The study tracked 205 people as they logged their daily desires, producing around 8 000 “episodes” showing which activities participants craved and whether they succumbed to temptation.

The study found that while sex and sleep were the things people longed for most during the day, the urge to check Facebook and Twitter was the hardest to resist. Respondents were able to curb their impulses to have a quick romp in the street or blow their savings on shoes, but when it came to status updates... well, that's another story.

Perhaps it's that very perception - the seeming benign nature of social networking, compared to publically scorned habits like substance abuse - that makes it such a “different story”. Smoking, drinking and splurging are all costly, need a dedicated time or space, and have seemingly greater long-term effects. A few tweets or status updates pale in relative consequence.

In addition, living in an attention-deficit society means hardly anyone can afford to be doing only one thing at a time. So we drive and eat and talk, or text and tweet and walk, all the time taking in additional sensory information. People feel they have to keep up and be heard, in their online as well as offline lives, and increasingly, in both at the same time.

If you're anything like me, this manifests most prominently in the “just quickly” habit, where one finds some logical justification for briefly visiting Facebook. “I just quickly have to inbox so-and-so, or they'll think I'm rude. I just quickly have to view that photo or check if there are any birthdays today - it'll take two seconds.” Except it never does; inevitably these quick checks morph into a list of responses, comments and likes that gobble up the better part of an hour, without you even having done what led there in the first place. It's like going to the store to get milk and coming back with everything else besides. It's a compelling distraction.

This compulsive urge to check-in may seem like a trivial past-time taken to the extreme, but one psychologist argues it goes much deeper than idle socialising.
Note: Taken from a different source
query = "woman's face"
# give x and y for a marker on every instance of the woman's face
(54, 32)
Facebook and Co speak to the fundamental human need for connection and community.

Love me, love me

At first glance, social networking seems to fit nicely into the third tier of Maslow's hierarchy of needs - love and affection - and even the higher esteem levels such as status, achievement, reputation and personal fulfilment.

But as director of the Media Psychology Research Centre, Pamela Rutledge points out none of our needs, not even some of the base-level ones, can be met without social connection and collaboration. “The system of human needs from bottom to top: shelter, safety, sex, leadership, community, competence and trust, are dependent on our ability to connect with others.”

She argues that, unlike the neatly separated needs in Maslow's pyramid, humans are far more interlocked and messy. “The need to belong is a driving force of human nature, not a third-tier activity,” says Rutledge.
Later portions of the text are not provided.